New programs help first-year grad students
The Graduate School of Arts and Sciences has developed new programming for students from traditionally underrepresented backgrounds. The Transitions program seeks to address students’ fears and apprehensions about graduate school by providing tools and community support as they progress towards their degrees. The program aims to curate 200-plus workshops over the academic year that will benefit first-year PhD students, and offer them significant peer advising as they become familiar with their new academic environment.
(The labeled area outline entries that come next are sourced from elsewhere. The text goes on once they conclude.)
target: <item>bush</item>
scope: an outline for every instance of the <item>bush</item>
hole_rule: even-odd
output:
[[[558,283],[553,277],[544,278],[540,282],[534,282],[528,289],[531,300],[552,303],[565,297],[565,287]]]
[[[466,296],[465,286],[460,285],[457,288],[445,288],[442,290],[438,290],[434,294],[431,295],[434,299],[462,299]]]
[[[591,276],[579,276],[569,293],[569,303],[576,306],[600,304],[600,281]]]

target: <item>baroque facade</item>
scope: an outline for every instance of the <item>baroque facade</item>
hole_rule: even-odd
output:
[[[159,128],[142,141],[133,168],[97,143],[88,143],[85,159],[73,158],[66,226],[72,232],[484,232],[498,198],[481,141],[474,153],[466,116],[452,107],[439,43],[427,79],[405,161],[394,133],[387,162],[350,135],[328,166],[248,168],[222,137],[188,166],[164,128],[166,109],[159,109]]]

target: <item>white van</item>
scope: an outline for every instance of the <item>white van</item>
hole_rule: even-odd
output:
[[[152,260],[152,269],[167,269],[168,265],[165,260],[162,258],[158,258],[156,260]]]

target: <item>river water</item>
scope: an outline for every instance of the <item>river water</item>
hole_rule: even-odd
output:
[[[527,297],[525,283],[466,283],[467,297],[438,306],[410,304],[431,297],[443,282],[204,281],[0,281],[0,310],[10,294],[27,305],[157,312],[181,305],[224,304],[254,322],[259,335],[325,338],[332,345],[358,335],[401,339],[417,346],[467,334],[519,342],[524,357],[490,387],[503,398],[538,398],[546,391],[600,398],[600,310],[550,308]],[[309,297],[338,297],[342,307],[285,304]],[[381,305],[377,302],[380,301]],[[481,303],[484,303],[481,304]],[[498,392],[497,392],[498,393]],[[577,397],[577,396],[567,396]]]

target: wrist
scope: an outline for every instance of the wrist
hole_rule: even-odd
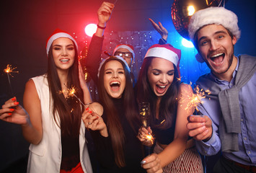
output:
[[[97,28],[102,29],[102,30],[105,30],[106,28],[107,25],[106,24],[101,24],[101,23],[98,23],[97,25]]]
[[[107,133],[107,127],[105,127],[102,130],[100,130],[100,134],[104,137],[107,137],[108,133]]]

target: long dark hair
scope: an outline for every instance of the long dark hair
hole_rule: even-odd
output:
[[[81,100],[84,100],[84,95],[82,94],[79,79],[78,53],[74,43],[74,45],[75,47],[75,61],[69,69],[67,89],[71,89],[71,86],[74,86],[76,89],[76,95]],[[81,125],[81,111],[84,110],[84,107],[81,107],[76,98],[71,97],[66,99],[61,92],[61,84],[53,56],[53,45],[50,46],[48,53],[47,79],[52,99],[50,100],[50,105],[51,105],[50,102],[53,102],[53,107],[50,108],[53,108],[54,120],[60,126],[61,135],[78,137]],[[60,124],[58,123],[57,112]]]
[[[123,100],[123,103],[125,109],[125,116],[136,134],[138,131],[138,124],[136,125],[136,123],[138,122],[138,119],[137,117],[138,113],[135,105],[136,99],[134,98],[133,84],[130,72],[121,60],[115,57],[110,57],[105,61],[100,68],[98,81],[98,92],[100,100],[103,105],[105,115],[107,117],[107,126],[110,134],[112,149],[115,154],[115,161],[119,167],[123,167],[125,166],[123,154],[125,135],[112,98],[107,93],[104,86],[105,66],[105,64],[110,61],[118,61],[120,62],[125,71],[125,88],[122,94],[122,99]]]
[[[177,79],[180,76],[176,66],[175,67],[174,79],[164,96],[162,96],[159,105],[159,120],[164,120],[163,123],[155,124],[156,115],[156,101],[157,96],[152,90],[148,77],[148,69],[151,64],[154,57],[148,57],[143,61],[140,70],[138,81],[136,86],[136,94],[138,102],[149,102],[151,108],[150,126],[160,129],[166,129],[171,127],[175,119],[177,107],[177,97],[180,88],[180,81]]]

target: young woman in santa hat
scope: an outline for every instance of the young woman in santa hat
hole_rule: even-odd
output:
[[[91,102],[77,48],[69,33],[55,30],[47,41],[46,74],[26,84],[26,111],[16,97],[0,110],[0,118],[20,124],[31,143],[27,172],[92,172],[81,118],[84,107],[66,92],[74,87],[80,100]]]
[[[154,45],[147,51],[140,70],[136,92],[137,101],[150,104],[150,127],[141,128],[138,138],[145,141],[153,133],[164,172],[203,172],[201,159],[187,141],[187,117],[195,107],[187,107],[193,90],[181,84],[180,50],[169,44]],[[191,147],[192,146],[192,147]]]
[[[120,56],[110,56],[98,71],[102,117],[88,109],[83,113],[90,129],[100,163],[100,172],[162,172],[155,155],[144,159],[143,147],[136,138],[140,119],[133,95],[130,68]],[[141,167],[144,160],[145,169]]]

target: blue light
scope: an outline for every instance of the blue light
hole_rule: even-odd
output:
[[[185,38],[182,38],[182,40],[181,41],[181,43],[182,43],[182,45],[184,45],[186,48],[194,48],[194,45],[192,43],[192,42],[188,41]]]

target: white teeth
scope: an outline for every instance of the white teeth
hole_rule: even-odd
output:
[[[119,81],[112,81],[110,83],[110,84],[120,84]]]
[[[61,59],[61,62],[67,62],[69,61],[69,59]]]
[[[222,54],[223,54],[223,53],[218,53],[218,54],[216,54],[216,55],[213,56],[211,58],[215,58],[215,57],[221,56]]]
[[[160,88],[162,88],[162,89],[166,87],[166,86],[160,86],[160,85],[159,85],[158,86],[159,86]]]

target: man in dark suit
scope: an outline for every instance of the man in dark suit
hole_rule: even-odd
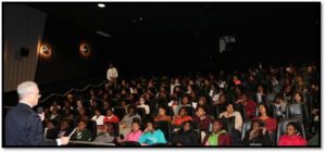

Beginning on their first day, Diversity Orientation Day is a one-day introduction to the graduate school open to all matriculating students and participants in the Transitions program.
Dean welcomes newest Gruber fellows
Dean Cooley welcomed 23 new Gruber Fellows at the annual fall reception for award recipients in October. Established in 2011 by the Gruber Foundation, the Gruber Science Fellowship is awarded to the most highly ranked applicants to Yale PhD programs in the life sciences and in cosmology and other fields of astrophysics.
Wilbur Cross medalists
On October 8, at a gala dinner at the Yale Center for British Art, the Graduate School Alumni Association presented its highest award, the Wilbur Lucius Cross Medal, to four of the Graduate School’s most outstanding alumni: Elizabeth W. Easton ’89PhD (history of art), cofounder and director, Center for Curatorial Leadership; Kelsey C. Martin ’91PhD (molecular biophysics & biochemistry), ’92MD, dean, David Geffen School of Medicine, University of California, Los Angeles; Marianne Mithun ’74PhD (linguistics), professor of linguistics, University of California, Santa Barbara; and Tan Eng Chye ’89PhD (mathematics), president, National University of Singapore.
The medal recognizes distinguished achievements in scholarship, teaching, academic administration, and public service, areas in which the legendary Dean Cross excelled. The medalists spent a day in their departments giving talks and meeting with students and faculty.